Edit: Maybe some preshared group hash (kinda beats the point), or combining multiple modalities (eg bluetooth, shared interests) or some kind of proof of work token could help mitigate some of these issues. I guess anything to reduce the time to attack helps in this case? Or anything that really pins down environment + time, like what smath described in his comment. In essence, the core idea of minhash + lsh works and it doesn't limit you to just wifi networks. The key is being able to grab a fingerprint that is unique enough and different enough each epoch. Wifi networks are just easy enough to grab vs something more low level like an APs beacon timing interval jitter or something.

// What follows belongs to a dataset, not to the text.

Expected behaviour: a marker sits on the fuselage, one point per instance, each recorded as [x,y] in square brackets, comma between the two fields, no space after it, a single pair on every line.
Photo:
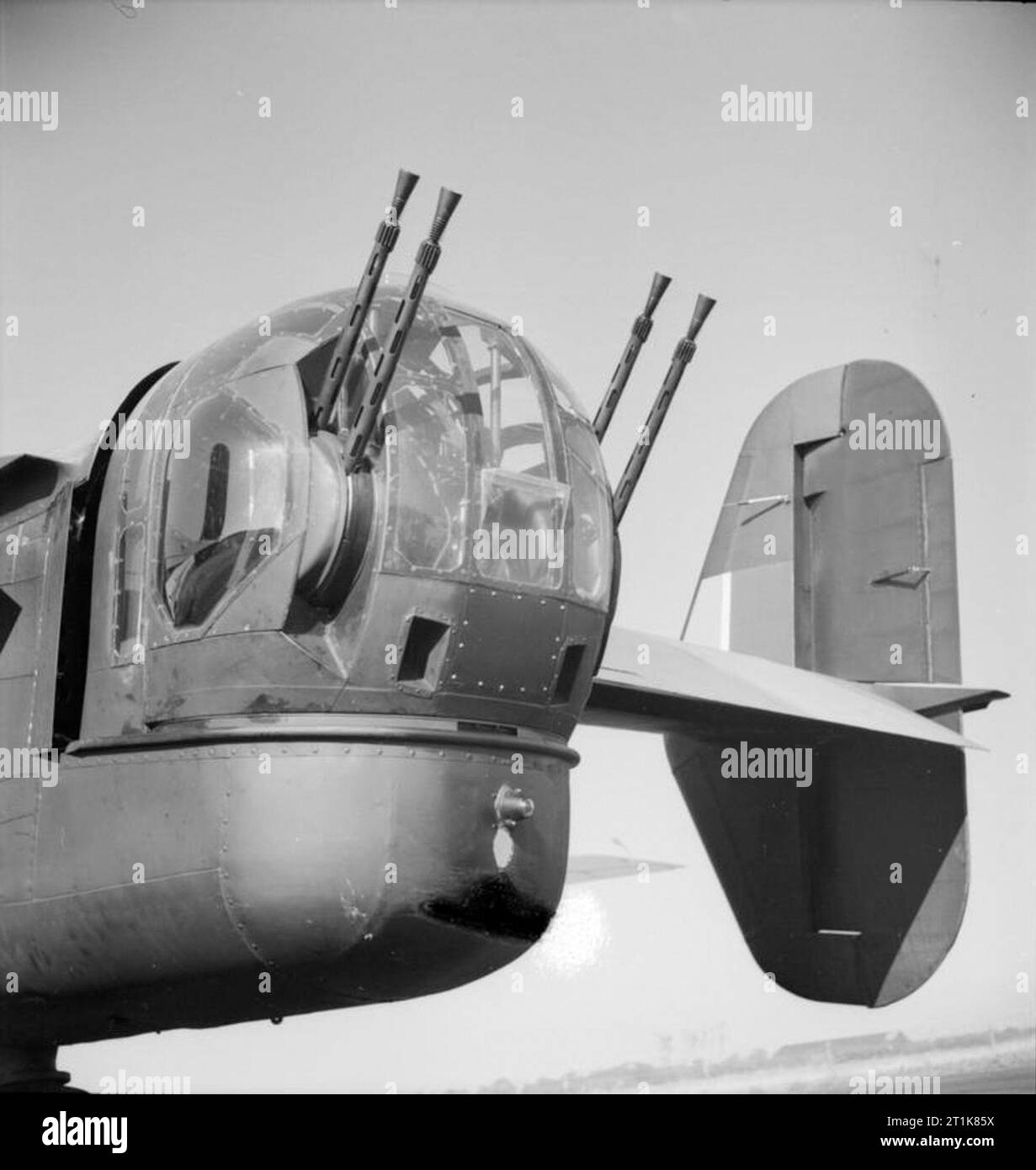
[312,728]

> I see, this sheds some new light on your initial concerns. I'm aware an attacker can keep pretending to be inside an environment once they've seen it. I wasn't accounting for a scenario where an attacker has a huge database for queries like coords -> list of wifi networks
I think this is the issue, is these datasets are out there and at least big tech companies have them since they're used to assist with GPS. I was about to post the same thing as above but saw vessenes beat me to it.
Without thinking about it too hard, the two directions I see are either making observations of the environment in real-time that is only relevant at that time (IE sniffing actual wireless frames, even if they're encrypted and making observations on them, however, most devices won't let you go into promiscuous mode and do this) or encrypting the messages in flight so only participants can decrypt them (IE a model like the signal protocol with E2E message encryption).
Anyways, this is a cool approach, but that risk occurred to me as well about the ability to just brute force the entire dataset to decode every location.